By this evening, winds will drop, skies will become mostly clear, and temperatures will fall back into the 60s.
The clearing will be brief, though, as some thin clouds high in the atmosphere stream into our area far out ahead of what was Hurricane Ida.
Watching Ida & Looking into September
Thin clouds will continue to be present off and on throughout Tuesday and Tuesday night as the remains of Ida tracks into the Tennessee and Ohio Valleys. No rain is expected in our area on Tuesday.
Temperatures will be mild with highs in the mid and upper 70s. A few places, such as Rochester and Geneva, may hit 80 degrees. Winds will be light and dewpoints will be comfortable in the upper 50s.
By Wednesday morning, rain from Ida will spread into Pennsylvania. While a heavy rain event throughout the Finger Lakes is still on the fringe edge of possibility, it is highly unlikely.
That being said, what is more possible would be for heavy rain to clip the southeastern Finger Lakes. While the models are currently trending northward, it is still a less likely scenario. Most, if not all of the rain should stay south of the region.
There will be little difference between little to no rain, and heavy rain in excess of an inch or two. So, any northward progression could bring a flood risk into the southeastern Finger Lakes.
The bottom line is that heavy rainfall should stay south of all of the region. However, there is enough uncertainty that areas from Bath to Ithaca to Cortland, and southward, need to continue to monitor the weather for Wednesday closely.

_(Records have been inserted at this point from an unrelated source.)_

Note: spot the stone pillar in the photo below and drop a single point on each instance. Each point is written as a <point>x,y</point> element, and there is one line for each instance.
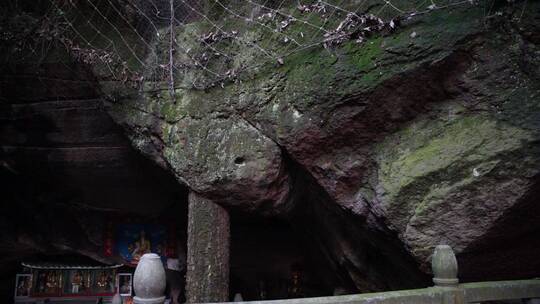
<point>207,278</point>
<point>444,266</point>
<point>149,280</point>
<point>445,270</point>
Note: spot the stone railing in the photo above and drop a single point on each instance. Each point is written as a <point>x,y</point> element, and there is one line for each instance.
<point>447,289</point>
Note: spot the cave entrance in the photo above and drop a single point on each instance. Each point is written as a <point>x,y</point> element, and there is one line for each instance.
<point>270,260</point>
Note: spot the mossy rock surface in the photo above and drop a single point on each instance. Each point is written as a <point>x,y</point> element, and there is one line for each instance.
<point>426,129</point>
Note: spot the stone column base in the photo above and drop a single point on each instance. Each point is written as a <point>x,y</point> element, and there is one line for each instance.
<point>159,300</point>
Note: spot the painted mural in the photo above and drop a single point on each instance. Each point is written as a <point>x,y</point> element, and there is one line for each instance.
<point>134,240</point>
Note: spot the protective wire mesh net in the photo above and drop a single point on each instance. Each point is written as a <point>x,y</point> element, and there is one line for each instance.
<point>201,44</point>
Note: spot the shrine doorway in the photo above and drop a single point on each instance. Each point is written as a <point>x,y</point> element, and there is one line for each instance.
<point>270,260</point>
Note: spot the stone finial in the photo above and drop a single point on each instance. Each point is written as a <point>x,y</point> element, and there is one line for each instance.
<point>444,266</point>
<point>149,280</point>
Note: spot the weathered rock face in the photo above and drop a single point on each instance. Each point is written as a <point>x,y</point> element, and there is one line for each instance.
<point>425,138</point>
<point>374,152</point>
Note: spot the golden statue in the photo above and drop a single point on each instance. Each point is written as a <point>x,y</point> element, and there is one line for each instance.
<point>76,282</point>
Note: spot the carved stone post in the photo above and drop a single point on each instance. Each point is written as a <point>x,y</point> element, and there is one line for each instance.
<point>149,280</point>
<point>207,277</point>
<point>445,270</point>
<point>444,266</point>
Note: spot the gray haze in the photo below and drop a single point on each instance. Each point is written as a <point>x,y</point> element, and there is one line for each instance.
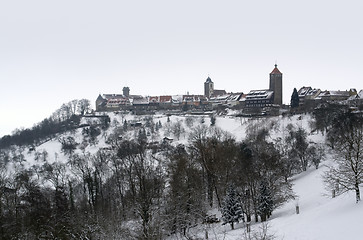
<point>54,51</point>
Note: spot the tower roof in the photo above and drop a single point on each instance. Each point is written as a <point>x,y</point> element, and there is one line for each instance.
<point>208,80</point>
<point>276,70</point>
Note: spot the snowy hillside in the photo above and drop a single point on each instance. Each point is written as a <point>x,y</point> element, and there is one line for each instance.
<point>320,216</point>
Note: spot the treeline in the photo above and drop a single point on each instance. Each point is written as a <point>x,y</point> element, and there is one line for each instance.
<point>132,191</point>
<point>66,118</point>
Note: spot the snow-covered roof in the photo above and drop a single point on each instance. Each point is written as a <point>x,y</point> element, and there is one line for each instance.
<point>259,94</point>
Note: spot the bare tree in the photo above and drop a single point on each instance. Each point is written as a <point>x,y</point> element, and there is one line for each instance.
<point>349,138</point>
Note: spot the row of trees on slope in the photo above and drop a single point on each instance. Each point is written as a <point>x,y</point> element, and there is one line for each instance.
<point>66,118</point>
<point>130,191</point>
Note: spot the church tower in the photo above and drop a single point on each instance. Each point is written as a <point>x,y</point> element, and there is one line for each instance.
<point>276,85</point>
<point>126,91</point>
<point>208,87</point>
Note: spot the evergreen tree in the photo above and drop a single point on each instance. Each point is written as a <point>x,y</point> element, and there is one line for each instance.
<point>265,206</point>
<point>232,208</point>
<point>294,99</point>
<point>125,125</point>
<point>212,120</point>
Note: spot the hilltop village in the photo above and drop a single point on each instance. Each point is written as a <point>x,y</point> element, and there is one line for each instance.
<point>266,101</point>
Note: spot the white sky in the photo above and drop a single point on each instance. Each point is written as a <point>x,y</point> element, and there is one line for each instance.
<point>54,51</point>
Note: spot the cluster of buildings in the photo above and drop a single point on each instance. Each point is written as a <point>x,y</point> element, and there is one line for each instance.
<point>255,100</point>
<point>310,97</point>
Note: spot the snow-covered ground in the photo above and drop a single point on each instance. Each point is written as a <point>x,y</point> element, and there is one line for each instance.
<point>321,217</point>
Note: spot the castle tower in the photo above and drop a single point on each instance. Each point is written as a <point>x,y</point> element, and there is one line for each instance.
<point>276,85</point>
<point>208,87</point>
<point>126,91</point>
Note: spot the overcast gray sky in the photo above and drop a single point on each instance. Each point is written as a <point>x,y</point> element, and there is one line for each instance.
<point>54,51</point>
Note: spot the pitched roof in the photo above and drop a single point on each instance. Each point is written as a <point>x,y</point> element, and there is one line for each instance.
<point>208,80</point>
<point>276,70</point>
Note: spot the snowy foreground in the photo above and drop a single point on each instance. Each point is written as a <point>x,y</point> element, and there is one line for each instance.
<point>321,217</point>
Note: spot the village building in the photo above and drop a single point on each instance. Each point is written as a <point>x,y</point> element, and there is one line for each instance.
<point>267,97</point>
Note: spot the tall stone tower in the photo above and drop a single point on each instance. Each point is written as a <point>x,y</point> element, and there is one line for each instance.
<point>126,91</point>
<point>208,87</point>
<point>276,85</point>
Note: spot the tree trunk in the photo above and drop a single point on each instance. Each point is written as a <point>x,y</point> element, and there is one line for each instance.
<point>357,193</point>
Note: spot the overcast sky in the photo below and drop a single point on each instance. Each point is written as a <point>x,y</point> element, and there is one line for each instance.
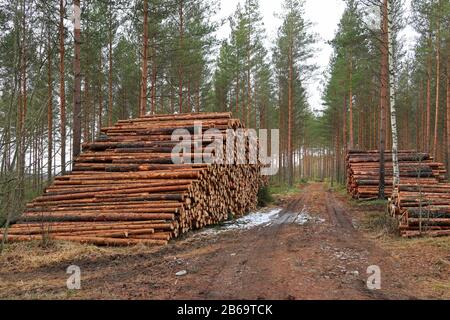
<point>324,14</point>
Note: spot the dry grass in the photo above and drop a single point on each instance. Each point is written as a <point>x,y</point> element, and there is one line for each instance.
<point>26,256</point>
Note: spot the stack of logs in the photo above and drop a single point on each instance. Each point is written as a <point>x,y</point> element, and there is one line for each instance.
<point>415,168</point>
<point>421,209</point>
<point>124,188</point>
<point>421,203</point>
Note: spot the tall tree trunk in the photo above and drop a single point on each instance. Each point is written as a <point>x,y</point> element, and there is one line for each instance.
<point>391,76</point>
<point>344,126</point>
<point>143,102</point>
<point>438,75</point>
<point>62,90</point>
<point>428,114</point>
<point>76,147</point>
<point>154,74</point>
<point>49,109</point>
<point>384,95</point>
<point>448,106</point>
<point>180,53</point>
<point>350,97</point>
<point>22,108</point>
<point>100,96</point>
<point>290,115</point>
<point>110,58</point>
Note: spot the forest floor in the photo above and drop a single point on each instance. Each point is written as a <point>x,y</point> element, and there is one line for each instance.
<point>318,246</point>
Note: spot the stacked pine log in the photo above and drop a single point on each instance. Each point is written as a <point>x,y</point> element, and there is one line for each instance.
<point>415,168</point>
<point>124,188</point>
<point>421,209</point>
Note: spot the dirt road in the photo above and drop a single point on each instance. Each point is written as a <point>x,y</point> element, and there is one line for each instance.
<point>310,250</point>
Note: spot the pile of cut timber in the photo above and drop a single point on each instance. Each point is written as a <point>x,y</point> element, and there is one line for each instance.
<point>415,168</point>
<point>422,209</point>
<point>124,188</point>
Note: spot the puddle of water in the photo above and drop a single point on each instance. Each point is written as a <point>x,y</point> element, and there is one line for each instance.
<point>304,217</point>
<point>250,221</point>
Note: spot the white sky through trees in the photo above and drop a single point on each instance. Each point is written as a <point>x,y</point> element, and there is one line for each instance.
<point>325,16</point>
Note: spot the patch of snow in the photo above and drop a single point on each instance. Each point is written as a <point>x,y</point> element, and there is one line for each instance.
<point>252,220</point>
<point>304,217</point>
<point>181,273</point>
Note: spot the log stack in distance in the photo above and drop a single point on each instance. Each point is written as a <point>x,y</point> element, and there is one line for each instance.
<point>124,188</point>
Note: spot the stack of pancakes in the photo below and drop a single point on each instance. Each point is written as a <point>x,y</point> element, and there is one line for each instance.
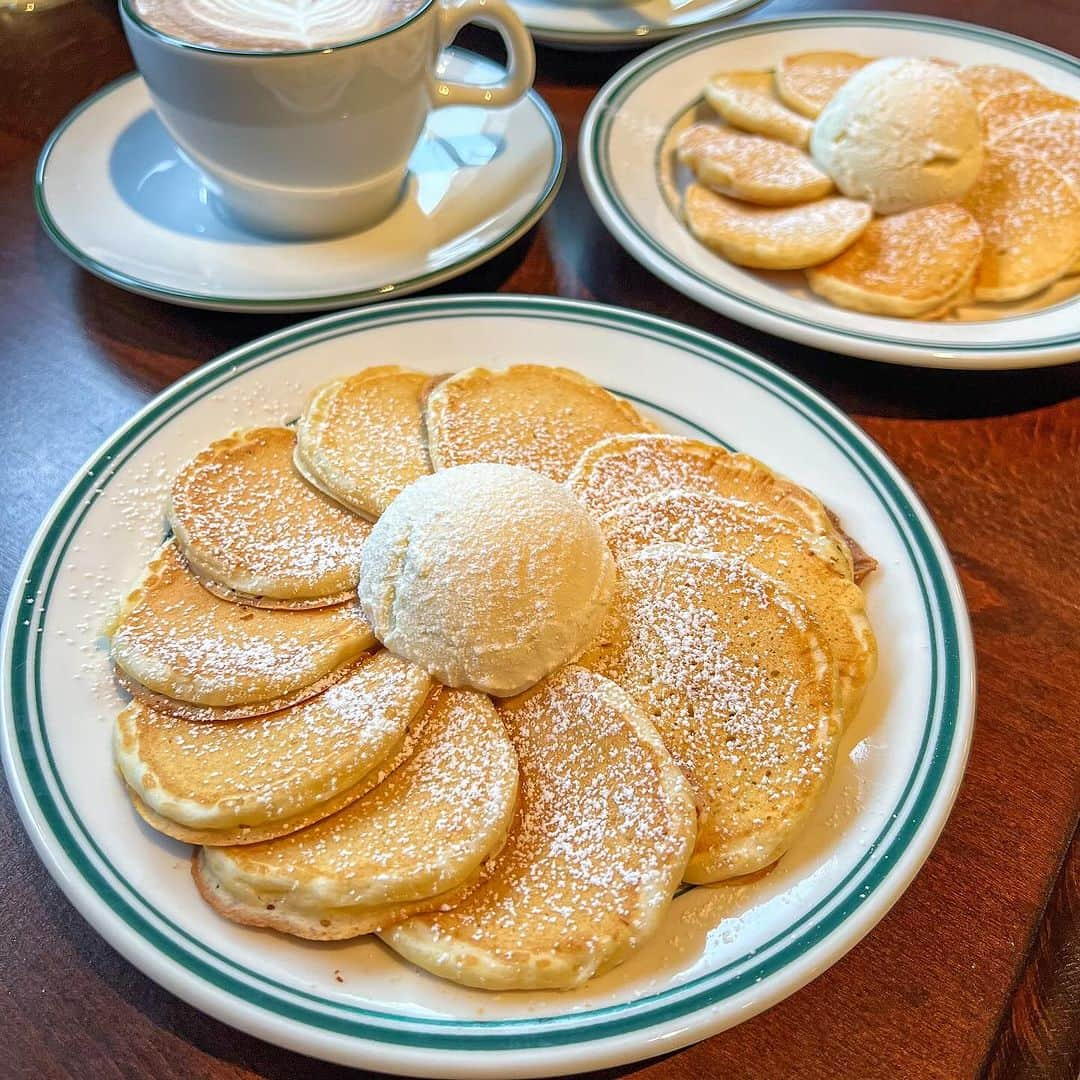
<point>759,199</point>
<point>335,790</point>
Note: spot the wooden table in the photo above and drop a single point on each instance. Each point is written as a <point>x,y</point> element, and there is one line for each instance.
<point>975,971</point>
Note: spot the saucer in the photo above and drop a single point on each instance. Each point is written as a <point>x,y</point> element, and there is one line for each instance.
<point>609,24</point>
<point>117,196</point>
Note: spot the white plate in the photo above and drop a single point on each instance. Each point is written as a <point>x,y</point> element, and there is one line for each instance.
<point>116,194</point>
<point>723,954</point>
<point>610,24</point>
<point>620,158</point>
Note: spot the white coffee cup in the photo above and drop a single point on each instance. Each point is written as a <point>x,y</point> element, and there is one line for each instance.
<point>316,142</point>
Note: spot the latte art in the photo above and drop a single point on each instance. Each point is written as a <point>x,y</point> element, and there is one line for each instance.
<point>272,25</point>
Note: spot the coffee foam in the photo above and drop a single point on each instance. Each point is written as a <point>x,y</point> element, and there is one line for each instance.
<point>272,25</point>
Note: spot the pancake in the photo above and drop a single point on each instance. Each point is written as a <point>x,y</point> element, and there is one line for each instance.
<point>361,439</point>
<point>629,467</point>
<point>769,238</point>
<point>538,417</point>
<point>747,99</point>
<point>812,567</point>
<point>985,80</point>
<point>742,689</point>
<point>417,841</point>
<point>1000,112</point>
<point>252,780</point>
<point>1050,137</point>
<point>904,265</point>
<point>1030,219</point>
<point>187,652</point>
<point>807,82</point>
<point>255,532</point>
<point>753,167</point>
<point>605,827</point>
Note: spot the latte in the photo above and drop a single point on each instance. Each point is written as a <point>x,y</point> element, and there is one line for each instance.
<point>272,25</point>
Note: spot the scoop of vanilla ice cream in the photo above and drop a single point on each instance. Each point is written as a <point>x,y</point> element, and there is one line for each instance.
<point>901,133</point>
<point>487,576</point>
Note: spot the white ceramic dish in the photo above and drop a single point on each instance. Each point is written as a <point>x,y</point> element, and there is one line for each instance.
<point>117,196</point>
<point>616,24</point>
<point>621,162</point>
<point>724,953</point>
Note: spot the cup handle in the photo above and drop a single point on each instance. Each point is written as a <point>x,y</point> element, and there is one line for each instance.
<point>497,15</point>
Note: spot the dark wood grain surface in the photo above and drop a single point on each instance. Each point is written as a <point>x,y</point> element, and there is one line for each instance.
<point>974,972</point>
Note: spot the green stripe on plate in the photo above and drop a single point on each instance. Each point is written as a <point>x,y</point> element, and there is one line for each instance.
<point>613,95</point>
<point>304,302</point>
<point>173,942</point>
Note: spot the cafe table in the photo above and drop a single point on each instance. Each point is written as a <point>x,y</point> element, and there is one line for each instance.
<point>975,971</point>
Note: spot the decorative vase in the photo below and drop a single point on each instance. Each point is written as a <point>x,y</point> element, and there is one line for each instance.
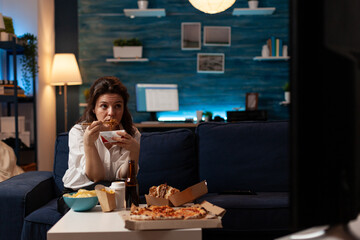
<point>253,4</point>
<point>143,4</point>
<point>287,96</point>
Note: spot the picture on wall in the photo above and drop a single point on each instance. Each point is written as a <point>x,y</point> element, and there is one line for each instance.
<point>217,36</point>
<point>252,100</point>
<point>210,63</point>
<point>191,36</point>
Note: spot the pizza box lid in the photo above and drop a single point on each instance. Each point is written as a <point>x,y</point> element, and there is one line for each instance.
<point>210,221</point>
<point>180,198</point>
<point>189,194</point>
<point>155,201</point>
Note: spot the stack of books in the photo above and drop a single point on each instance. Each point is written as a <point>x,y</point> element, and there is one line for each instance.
<point>9,89</point>
<point>275,46</point>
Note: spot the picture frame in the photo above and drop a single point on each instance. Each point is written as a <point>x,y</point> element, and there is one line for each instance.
<point>217,36</point>
<point>210,62</point>
<point>190,36</point>
<point>251,102</point>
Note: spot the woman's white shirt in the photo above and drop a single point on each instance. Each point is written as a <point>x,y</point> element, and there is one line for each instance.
<point>112,159</point>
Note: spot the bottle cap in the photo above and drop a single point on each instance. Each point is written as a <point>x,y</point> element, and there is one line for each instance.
<point>117,185</point>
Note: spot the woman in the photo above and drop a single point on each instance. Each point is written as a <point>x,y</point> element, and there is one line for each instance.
<point>90,159</point>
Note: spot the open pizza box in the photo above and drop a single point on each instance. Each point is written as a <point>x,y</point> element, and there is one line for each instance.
<point>211,220</point>
<point>106,198</point>
<point>180,198</point>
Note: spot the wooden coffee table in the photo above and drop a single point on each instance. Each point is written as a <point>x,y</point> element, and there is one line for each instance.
<point>98,225</point>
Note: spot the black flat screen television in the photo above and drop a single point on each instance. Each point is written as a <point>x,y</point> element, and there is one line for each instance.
<point>324,112</point>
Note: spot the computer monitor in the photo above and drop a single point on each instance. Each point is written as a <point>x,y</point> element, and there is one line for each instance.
<point>154,98</point>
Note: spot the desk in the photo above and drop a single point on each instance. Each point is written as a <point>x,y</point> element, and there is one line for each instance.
<point>96,225</point>
<point>159,127</point>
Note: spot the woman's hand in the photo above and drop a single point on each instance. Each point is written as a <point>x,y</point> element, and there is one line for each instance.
<point>92,132</point>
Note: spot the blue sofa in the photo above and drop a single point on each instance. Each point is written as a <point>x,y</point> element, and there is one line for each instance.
<point>231,157</point>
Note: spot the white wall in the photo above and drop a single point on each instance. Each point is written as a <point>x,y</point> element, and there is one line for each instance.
<point>37,17</point>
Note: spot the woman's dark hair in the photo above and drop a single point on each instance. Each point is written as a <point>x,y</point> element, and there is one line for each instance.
<point>108,85</point>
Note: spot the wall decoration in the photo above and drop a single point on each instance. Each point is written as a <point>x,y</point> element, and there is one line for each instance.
<point>217,36</point>
<point>191,36</point>
<point>252,100</point>
<point>168,63</point>
<point>211,63</point>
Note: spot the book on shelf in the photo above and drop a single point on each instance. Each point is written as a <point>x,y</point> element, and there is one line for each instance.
<point>9,90</point>
<point>275,46</point>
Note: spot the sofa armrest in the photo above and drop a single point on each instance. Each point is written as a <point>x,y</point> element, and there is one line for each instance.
<point>21,195</point>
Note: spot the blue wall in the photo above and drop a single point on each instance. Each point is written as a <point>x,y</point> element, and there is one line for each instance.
<point>100,22</point>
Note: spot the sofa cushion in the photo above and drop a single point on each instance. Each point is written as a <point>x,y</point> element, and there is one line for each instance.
<point>167,157</point>
<point>21,195</point>
<point>265,211</point>
<point>244,156</point>
<point>40,221</point>
<point>61,159</point>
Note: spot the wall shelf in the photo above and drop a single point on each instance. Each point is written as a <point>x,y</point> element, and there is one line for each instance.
<point>271,58</point>
<point>257,11</point>
<point>155,12</point>
<point>127,60</point>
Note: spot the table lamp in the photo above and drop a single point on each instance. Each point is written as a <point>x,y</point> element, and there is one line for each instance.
<point>65,71</point>
<point>2,24</point>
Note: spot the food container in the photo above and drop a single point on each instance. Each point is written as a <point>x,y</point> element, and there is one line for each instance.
<point>80,204</point>
<point>180,198</point>
<point>106,198</point>
<point>119,188</point>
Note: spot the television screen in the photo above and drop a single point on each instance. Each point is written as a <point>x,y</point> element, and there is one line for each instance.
<point>325,132</point>
<point>156,97</point>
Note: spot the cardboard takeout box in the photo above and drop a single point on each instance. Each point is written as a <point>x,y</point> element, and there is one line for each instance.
<point>180,198</point>
<point>106,198</point>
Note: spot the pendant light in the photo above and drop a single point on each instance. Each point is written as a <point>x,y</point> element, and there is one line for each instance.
<point>212,6</point>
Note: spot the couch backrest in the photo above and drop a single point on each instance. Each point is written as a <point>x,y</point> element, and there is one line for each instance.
<point>168,157</point>
<point>61,159</point>
<point>244,156</point>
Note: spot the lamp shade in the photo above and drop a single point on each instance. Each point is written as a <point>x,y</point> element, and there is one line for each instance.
<point>2,24</point>
<point>65,70</point>
<point>212,6</point>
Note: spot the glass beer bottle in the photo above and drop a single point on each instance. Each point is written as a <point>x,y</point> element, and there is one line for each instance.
<point>132,186</point>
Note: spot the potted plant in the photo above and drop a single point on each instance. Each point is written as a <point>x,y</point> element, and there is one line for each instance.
<point>208,116</point>
<point>253,4</point>
<point>127,48</point>
<point>8,32</point>
<point>143,4</point>
<point>29,61</point>
<point>287,92</point>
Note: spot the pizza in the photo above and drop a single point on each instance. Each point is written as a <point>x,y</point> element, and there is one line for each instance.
<point>167,213</point>
<point>162,191</point>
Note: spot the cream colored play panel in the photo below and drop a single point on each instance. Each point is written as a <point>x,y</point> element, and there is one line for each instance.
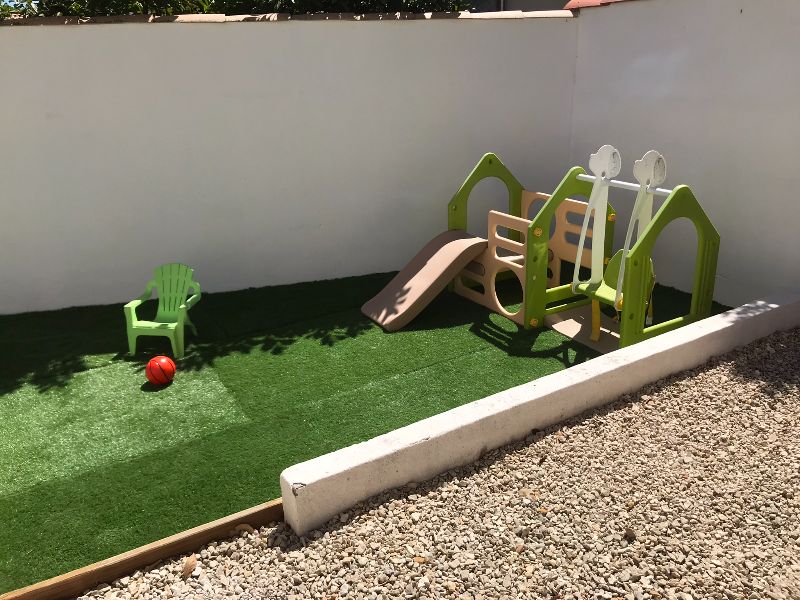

Any lingering rain will quickly depart early Thursday and sunshine will spread across the region. High temperatures both Wednesday and Thursday will be in the low 70s.
The weather looks quiet and dry through the end of the week and the weekend before rain chances increase early next week.
Temperatures will bottom out on Friday with highs mostly sticking to the upper 60s. A small warm up back into the 70s is expected for the weekend. However, with unsettled weather next week, temperatures may continue to struggle to even reach 70 degrees.
Nighttime temperatures in the 50s will become commonplace, and occasions of 40s in the typically cooler areas will start to occur. Muggy air will be hard to come by, with dewpoints commonly sticking to the 40s and 50s.
This pattern is expected to persist at least into the middle of September.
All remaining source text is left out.